Politicians cannot be trusted to set the fiscal rules


On the last of these comments on the UK fiscal framework John considers the impact and role of borrowing limits

The fiscal framework set out for the UK in 1998 has two principal components. The golden rule states that current expenditure should match tax receipts over an economic cycle. The sustainable investment rule requires that net public sector debt should not exceed 40 per cent of gross domestic product. Spending and borrowing constraints are both sensible principles. But, as I explained in my column of July 23, worthy aims can have negative effects when they are cast as performance targets. Effort goes into meeting the targets, not the purposes of the targets.

The malign consequences have been evident in contexts as diverse as the economic planning system of the Soviet Union and the accounts of Enron, the remuneration systems of senior executives and the management practices of National Health Service hospitals. Factories meet their targets, debtors fulfil their covenants, managers win their bonuses and clinicians reduce their waiting lists – but output is not necessarily any bigger, nor finances sounder, shareholder value is not created and patient care is no better.

And so with the effects of these fiscal rules. The appearance of prudence, not prudence itself, was sought and rewarded. On July 23 I discussed the effect of the golden rule but the distorting influence of the sustainable investment rule has been much more serious. The British government has spent hundreds of millions in advisory and consultancy fees and much more in additional financing costs to circumvent constraints of its own devising.

Both the borrowing target and the content of the borrowing target are arbitrary. British government borrowing, about 70 per cent of GDP in the 1970s, is now a reported 40 per cent: a truer figure is probably between 50 per cent and 60 per cent, so that borrowing has fallen, even if not by as much as stated. With lower interest rates, interest is about 5 per cent of government operating revenues, conservative gearing by private sector standards.

But private sector standards are of limited relevance: government accounting is inherently different. The balance sheet has little meaning for the tax-imposing entity that determines what are and are not the liabilities of all economic agents, including itself. Arguments over what is, and is not, government borrowing are beside the point.

The question that needs to be posed is clear: “Do commitments imply a higher tax burden tomorrow than we experience today?” If they do, we are imposing obligations on our children and grandchildren that we are not ourselves prepared to shoulder. Let us call that the “sustainable tax burden question”. Answering this question would require the inclusion of contingent liabilities – for funding Railtrack or bailing out Northern Rock – to the extent that they are expected to materialise. Future pension costs are acknowledged insofar as we choose not to fund them or they exceed the costs of unfunded pensions we give to our grandparents. The sustainable tax burden approach recognises that the costs of unitary payments under private finance initiatives were always government obligations essentially identical to the interest costs that would have been incurred if the same expenditures had been recorded in the public sector.

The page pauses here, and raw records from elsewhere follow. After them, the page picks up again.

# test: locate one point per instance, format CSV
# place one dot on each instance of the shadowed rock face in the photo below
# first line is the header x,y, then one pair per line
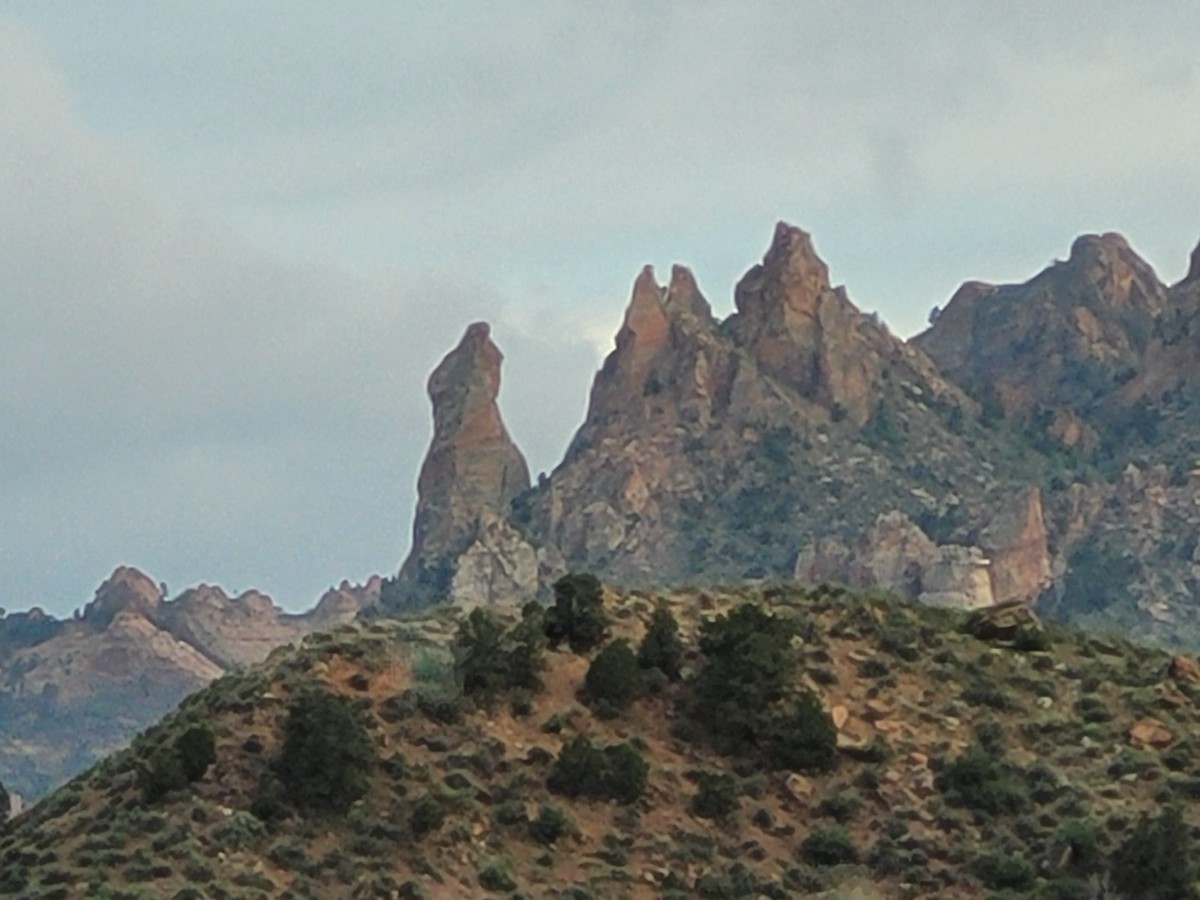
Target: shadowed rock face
x,y
472,472
1055,341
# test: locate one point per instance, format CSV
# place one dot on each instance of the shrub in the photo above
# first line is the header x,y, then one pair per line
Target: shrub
x,y
617,772
804,738
496,877
717,796
160,774
841,807
661,648
492,661
577,616
429,814
327,753
483,661
550,825
1001,871
828,846
1155,862
613,679
197,749
748,671
1079,846
982,781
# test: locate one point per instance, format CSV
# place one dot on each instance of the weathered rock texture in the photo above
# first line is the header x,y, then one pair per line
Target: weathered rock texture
x,y
713,449
73,690
463,549
1011,562
1050,346
1039,443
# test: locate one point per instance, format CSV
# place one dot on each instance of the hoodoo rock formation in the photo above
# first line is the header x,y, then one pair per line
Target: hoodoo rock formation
x,y
465,547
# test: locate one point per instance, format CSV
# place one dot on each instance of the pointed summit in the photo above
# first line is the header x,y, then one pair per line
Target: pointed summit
x,y
472,469
1119,276
1193,267
793,261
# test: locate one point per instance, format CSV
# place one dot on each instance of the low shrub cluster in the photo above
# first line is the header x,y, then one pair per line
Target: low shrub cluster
x,y
172,767
617,772
743,701
492,661
325,760
577,616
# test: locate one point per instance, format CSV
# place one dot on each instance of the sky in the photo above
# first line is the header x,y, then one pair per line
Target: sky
x,y
235,238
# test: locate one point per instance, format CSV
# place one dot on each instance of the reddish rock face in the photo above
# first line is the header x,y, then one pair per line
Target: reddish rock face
x,y
472,468
1030,346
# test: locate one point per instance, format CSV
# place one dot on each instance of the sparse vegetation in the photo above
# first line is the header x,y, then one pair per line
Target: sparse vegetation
x,y
617,772
577,616
613,679
661,648
327,754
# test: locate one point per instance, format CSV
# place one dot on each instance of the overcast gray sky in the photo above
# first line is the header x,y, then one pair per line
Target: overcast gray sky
x,y
235,238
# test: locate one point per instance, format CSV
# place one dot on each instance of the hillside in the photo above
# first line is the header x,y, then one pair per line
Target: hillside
x,y
75,690
934,762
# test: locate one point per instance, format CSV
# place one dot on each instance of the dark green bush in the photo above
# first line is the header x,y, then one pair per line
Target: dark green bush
x,y
577,616
617,772
803,737
492,661
661,648
982,781
161,774
1079,846
197,749
841,807
1001,871
828,846
550,825
613,679
429,815
327,755
1155,862
718,796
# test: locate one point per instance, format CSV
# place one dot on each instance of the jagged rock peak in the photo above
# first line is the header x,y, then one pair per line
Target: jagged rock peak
x,y
1113,265
683,297
126,588
1193,267
646,322
472,467
468,378
792,256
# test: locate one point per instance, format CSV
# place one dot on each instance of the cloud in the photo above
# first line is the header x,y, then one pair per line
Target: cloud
x,y
178,400
235,238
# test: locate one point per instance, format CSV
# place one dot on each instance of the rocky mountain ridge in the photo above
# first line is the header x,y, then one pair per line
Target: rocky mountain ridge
x,y
987,460
1049,765
72,690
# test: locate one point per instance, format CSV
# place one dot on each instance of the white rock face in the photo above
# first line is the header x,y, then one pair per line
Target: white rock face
x,y
498,565
895,555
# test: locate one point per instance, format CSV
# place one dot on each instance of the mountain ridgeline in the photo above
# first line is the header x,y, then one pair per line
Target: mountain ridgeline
x,y
1036,444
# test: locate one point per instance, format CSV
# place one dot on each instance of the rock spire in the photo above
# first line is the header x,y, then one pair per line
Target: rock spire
x,y
469,478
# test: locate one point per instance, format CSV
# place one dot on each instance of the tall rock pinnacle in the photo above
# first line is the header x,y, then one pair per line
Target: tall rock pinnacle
x,y
472,472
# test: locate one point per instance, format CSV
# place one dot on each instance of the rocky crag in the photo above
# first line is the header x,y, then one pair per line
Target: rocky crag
x,y
1036,443
73,690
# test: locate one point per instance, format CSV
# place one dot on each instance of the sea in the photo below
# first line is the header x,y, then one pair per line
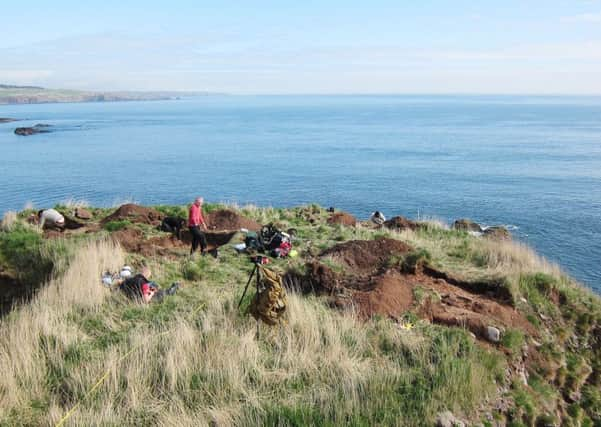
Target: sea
x,y
530,163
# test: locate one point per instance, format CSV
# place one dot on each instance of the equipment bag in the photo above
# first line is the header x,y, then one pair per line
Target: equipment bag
x,y
269,303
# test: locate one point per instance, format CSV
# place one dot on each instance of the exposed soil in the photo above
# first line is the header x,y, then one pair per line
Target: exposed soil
x,y
372,284
342,218
132,240
365,256
135,213
399,223
227,220
11,291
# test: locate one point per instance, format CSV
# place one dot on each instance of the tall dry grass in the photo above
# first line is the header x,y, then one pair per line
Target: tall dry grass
x,y
211,369
35,334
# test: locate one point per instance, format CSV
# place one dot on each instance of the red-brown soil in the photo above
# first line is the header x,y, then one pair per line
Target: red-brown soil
x,y
342,218
132,240
228,220
372,284
366,256
135,213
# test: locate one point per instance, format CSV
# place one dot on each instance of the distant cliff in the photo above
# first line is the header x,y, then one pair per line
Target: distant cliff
x,y
10,94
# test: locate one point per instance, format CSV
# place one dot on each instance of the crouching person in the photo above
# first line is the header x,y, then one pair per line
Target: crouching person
x,y
140,288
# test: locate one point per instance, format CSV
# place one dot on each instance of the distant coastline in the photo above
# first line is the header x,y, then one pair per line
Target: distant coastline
x,y
14,95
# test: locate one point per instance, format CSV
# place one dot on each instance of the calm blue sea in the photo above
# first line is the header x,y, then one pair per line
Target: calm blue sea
x,y
533,163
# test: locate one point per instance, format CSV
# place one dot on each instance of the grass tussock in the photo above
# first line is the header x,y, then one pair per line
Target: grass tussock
x,y
195,359
34,339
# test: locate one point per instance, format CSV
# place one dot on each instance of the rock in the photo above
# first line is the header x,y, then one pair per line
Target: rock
x,y
467,225
497,233
447,419
83,213
493,334
39,128
342,218
399,223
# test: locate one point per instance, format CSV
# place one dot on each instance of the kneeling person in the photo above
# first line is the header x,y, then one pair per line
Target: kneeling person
x,y
139,288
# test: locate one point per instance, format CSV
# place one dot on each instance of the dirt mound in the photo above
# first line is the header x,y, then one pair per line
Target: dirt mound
x,y
135,213
391,295
399,223
342,218
228,220
129,238
371,283
365,256
132,240
465,224
11,291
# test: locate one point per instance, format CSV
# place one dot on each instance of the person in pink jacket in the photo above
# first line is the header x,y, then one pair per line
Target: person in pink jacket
x,y
195,221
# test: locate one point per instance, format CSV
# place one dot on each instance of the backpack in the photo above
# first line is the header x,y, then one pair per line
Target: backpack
x,y
269,303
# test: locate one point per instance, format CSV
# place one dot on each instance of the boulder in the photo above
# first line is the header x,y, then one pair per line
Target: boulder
x,y
467,225
497,233
83,213
39,128
342,218
493,334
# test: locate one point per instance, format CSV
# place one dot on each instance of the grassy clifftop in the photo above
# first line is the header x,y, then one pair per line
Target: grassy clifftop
x,y
39,95
343,357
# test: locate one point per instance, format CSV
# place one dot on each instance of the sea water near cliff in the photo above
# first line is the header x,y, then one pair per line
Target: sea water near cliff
x,y
533,163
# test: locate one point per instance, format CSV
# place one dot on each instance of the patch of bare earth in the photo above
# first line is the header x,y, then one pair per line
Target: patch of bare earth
x,y
369,281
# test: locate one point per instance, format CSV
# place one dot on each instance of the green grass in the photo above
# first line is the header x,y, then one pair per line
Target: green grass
x,y
116,225
321,369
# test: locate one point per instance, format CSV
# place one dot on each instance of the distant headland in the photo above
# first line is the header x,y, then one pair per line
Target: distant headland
x,y
12,94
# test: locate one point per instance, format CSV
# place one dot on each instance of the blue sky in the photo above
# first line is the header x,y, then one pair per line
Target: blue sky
x,y
546,47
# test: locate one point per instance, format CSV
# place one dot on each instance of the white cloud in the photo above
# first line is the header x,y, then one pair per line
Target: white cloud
x,y
584,17
23,77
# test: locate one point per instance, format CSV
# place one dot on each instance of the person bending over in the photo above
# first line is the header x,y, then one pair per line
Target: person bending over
x,y
51,218
173,224
139,288
195,221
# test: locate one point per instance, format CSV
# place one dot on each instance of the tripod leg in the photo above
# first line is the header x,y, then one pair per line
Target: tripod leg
x,y
247,283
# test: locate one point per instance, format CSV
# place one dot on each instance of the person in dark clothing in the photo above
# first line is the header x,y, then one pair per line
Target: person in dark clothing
x,y
173,224
195,221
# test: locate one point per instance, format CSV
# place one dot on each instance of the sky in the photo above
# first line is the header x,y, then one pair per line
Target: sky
x,y
305,47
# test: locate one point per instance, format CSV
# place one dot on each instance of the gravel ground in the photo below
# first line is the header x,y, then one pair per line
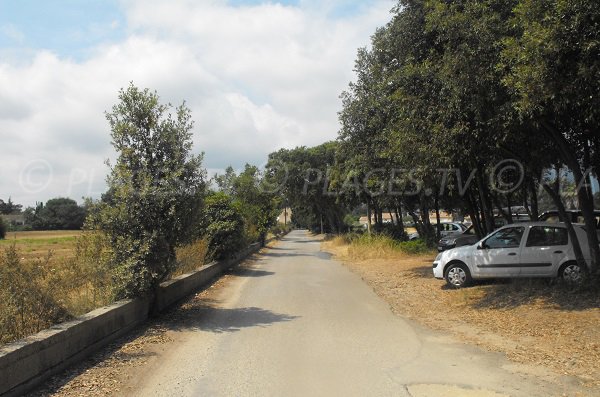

Governments cannot be trusted to give an honest answer to the sustainable tax burden question themselves and to invite them to do so would lead to a new round of statistical distortions. Even if government had the best intentions – a big if – too many issues in estimation of the sustainable tax burden involve judgment and subjectivity to ask people whose career progress depends on pleasing ministers to make the assessment.

Give this responsibility to a fiscal policy commission. It should not have the job of setting tax rates, so the analogy with the Bank of England’s monetary policy committee should not be stretched too far. But the FPC should compile an independent audit and, as with the MPC, its members should have such authority that it cannot be bullied. Without such an institution, the new fiscal framework which the government plans will be tarnished from inception by the loss of credibility of the old.